So, it has been a few days since we got the news back that
our little embryo was normal. I was very
excited to hear that because that morning I had a bad feeling about it. But the news did come back that it was a
boy. I was disappointed. I had so very much hoped we could have a
little girl one this time. It would give
us even just the small chance to have one of each, and for me to be able to give J a girl. I know he very much wanted a girl, and while
I am aware that it is the man that determines the gender of the baby, I also
felt guilty that because of my low egg counts, we just didn’t have the numbers
to play the statistical game and come out with at least one girl embryo.
This process has been so hard on me. I was completely not prepared to find out I
would be a stumbling block for us on this journey. I think had we been able to try on our own for
a while and not be successful, I would have been prepared. But since we thought the only reason we
couldn’t get pregnant was because J had a vasectomy, I was not prepared at
all. Add to it that every doctor we saw
talked about how healthy we were and how easy it would be for us since we didn’t
show signs of infertility, and well, maybe naively, I thought it would be
smooth sailing. I never paid attention
to the numbers or stats because I thought they wouldn’t apply to me- we were
only there because a tube had been cut and the swimmers couldn’t reach the
shore so to speak. So, once we got the
swimmers, we would be fine. But it wasn’t
the case. Even though all my levels were
good, all my parts looked fine, and I am healthy, I was damaged. And it breaks my heart that it may prevent us
from my dream of having a baby.
But I am faithful. I
believe God brought us to this point. I
have to believe He wouldn’t have brought us to this juncture without us getting
to have a baby, there were too many chances for us not to arrive at this
place. We have two boy embryos, and that
is a sign to us that we are meant for a boy.

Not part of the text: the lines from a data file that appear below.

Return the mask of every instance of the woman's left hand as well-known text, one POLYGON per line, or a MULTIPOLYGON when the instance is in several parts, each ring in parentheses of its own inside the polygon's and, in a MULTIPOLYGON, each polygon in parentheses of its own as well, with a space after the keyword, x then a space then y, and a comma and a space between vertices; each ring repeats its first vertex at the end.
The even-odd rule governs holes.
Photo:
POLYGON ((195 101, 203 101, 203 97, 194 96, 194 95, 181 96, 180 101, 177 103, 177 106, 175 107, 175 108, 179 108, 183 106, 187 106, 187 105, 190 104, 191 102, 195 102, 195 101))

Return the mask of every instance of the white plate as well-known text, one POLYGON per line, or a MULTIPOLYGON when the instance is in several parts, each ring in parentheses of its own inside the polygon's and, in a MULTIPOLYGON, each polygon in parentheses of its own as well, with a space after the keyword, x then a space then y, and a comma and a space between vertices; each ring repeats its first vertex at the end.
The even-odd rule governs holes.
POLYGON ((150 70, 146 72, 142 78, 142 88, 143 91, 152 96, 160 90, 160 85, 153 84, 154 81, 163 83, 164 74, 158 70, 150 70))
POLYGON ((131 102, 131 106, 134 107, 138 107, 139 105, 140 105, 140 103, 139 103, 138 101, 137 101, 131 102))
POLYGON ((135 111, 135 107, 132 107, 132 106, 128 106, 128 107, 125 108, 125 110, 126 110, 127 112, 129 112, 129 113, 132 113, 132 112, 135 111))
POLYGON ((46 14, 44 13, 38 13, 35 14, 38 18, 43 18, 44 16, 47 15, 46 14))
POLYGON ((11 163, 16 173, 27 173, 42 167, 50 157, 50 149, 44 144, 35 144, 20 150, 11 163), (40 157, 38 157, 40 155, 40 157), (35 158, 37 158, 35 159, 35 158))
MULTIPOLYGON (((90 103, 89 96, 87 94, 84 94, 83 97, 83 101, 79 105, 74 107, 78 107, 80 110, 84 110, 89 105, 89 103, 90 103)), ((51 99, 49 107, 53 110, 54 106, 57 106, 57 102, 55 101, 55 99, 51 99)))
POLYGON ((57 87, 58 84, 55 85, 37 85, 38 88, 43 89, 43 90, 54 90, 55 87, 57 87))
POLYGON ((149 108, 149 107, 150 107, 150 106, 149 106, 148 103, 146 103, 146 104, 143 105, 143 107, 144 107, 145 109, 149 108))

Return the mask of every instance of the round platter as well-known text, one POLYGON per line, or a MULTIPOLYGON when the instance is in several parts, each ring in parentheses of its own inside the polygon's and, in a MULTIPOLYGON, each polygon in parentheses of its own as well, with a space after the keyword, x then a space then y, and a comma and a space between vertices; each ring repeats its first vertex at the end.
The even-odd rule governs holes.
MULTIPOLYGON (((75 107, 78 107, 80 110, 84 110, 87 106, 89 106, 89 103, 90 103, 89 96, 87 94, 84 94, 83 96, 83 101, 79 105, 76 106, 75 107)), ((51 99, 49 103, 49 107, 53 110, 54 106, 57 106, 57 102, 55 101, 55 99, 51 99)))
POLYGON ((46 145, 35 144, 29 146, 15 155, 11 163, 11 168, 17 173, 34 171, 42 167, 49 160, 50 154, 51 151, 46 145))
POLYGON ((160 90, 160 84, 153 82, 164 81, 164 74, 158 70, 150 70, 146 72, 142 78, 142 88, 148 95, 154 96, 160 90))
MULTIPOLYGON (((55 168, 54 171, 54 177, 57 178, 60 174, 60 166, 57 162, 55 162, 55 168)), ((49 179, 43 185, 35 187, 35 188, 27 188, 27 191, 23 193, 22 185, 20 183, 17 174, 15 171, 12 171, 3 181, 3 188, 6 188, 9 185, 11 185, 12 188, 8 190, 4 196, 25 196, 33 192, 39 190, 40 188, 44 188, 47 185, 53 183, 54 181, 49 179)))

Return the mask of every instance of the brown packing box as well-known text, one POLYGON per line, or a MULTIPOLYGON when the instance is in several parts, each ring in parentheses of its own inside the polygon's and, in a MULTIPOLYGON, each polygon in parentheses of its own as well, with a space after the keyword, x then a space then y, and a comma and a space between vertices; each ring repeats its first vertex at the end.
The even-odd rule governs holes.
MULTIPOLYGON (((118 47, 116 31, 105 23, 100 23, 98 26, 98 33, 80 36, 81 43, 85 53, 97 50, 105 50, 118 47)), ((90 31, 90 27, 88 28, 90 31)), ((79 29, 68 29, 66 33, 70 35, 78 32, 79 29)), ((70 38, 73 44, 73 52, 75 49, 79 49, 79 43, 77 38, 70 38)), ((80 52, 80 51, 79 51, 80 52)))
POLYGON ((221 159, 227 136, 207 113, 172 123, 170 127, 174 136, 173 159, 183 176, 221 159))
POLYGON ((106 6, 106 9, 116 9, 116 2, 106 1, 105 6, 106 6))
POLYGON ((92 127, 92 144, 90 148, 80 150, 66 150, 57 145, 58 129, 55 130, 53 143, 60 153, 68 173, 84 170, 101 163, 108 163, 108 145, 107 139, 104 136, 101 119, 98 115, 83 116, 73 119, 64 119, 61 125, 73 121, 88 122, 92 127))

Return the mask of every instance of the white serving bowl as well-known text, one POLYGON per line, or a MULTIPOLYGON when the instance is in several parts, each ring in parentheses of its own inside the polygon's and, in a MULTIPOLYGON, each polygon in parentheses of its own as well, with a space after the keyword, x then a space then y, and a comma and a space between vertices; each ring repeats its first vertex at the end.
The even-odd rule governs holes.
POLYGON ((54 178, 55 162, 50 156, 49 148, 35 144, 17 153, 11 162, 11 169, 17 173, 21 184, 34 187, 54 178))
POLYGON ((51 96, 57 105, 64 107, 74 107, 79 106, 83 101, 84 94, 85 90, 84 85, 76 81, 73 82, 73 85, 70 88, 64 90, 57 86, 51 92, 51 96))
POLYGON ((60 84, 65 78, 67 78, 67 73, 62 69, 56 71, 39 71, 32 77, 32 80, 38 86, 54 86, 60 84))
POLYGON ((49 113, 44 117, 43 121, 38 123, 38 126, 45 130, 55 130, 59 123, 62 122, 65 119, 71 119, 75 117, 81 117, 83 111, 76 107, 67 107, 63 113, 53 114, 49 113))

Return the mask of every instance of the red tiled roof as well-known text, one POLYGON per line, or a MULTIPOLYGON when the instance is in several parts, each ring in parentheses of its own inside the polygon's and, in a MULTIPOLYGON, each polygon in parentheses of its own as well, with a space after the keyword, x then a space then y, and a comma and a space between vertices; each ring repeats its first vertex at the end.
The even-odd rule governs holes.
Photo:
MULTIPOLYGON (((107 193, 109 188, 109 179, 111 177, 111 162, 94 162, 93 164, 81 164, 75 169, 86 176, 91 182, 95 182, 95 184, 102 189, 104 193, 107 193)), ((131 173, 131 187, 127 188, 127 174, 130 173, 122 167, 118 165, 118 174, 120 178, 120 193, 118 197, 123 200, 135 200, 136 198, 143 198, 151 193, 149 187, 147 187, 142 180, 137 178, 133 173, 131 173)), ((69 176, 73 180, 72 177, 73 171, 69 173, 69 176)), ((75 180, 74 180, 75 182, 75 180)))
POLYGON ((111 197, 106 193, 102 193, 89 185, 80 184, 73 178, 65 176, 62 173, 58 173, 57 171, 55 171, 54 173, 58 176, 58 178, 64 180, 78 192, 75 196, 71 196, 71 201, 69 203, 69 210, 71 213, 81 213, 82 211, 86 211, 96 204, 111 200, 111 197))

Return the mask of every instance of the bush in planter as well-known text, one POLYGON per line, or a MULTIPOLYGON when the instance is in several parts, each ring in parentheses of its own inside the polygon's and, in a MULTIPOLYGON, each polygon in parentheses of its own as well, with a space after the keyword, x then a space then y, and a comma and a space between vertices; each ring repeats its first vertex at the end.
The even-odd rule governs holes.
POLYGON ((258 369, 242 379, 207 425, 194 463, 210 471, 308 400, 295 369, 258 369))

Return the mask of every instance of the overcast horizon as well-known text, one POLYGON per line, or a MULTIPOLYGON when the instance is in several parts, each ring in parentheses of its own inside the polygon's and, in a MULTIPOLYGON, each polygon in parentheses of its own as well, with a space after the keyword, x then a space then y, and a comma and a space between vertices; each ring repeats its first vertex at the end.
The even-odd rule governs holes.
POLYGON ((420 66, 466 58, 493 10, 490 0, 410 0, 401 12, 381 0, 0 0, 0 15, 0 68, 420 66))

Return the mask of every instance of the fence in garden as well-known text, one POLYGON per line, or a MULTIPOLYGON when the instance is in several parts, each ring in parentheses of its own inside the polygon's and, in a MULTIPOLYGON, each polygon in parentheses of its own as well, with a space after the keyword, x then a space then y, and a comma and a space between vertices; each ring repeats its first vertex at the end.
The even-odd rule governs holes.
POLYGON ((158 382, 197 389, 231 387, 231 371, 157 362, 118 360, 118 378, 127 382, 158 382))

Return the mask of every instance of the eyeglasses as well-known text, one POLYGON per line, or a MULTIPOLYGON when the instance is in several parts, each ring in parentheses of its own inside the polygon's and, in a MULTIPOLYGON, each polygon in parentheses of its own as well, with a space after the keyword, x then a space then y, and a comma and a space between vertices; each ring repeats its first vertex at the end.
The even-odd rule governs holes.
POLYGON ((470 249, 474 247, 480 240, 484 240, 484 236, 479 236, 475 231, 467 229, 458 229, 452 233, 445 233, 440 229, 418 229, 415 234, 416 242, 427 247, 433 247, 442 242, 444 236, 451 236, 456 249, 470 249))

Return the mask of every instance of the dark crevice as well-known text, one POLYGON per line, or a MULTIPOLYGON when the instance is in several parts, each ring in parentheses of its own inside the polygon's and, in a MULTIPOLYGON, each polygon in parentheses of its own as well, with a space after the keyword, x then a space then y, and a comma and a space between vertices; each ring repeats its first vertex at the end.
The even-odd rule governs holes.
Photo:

And while I was disappointed at first, I am excited about it now. Little boys love their mommas, and he will be
mine. He will love me so much, and I
will love him more than words can ever say.
And I know J will love him too.
How can you not fall in love with your child? In fact, at first, he seemed more excited
about a little boy than I did.
So, for now, we are just waiting to really start the FET
process. My meds came yesterday, and I
have been on birth control. The
injections will start in July, first Lupron, and then the progesterone in
oil. Not looking forward to the PIO
injections because those are some BIG needles, but if it brings me my baby boy,
I will take it!! Until then…just more
prayers for delivering a healthy and happy baby in April 2015!!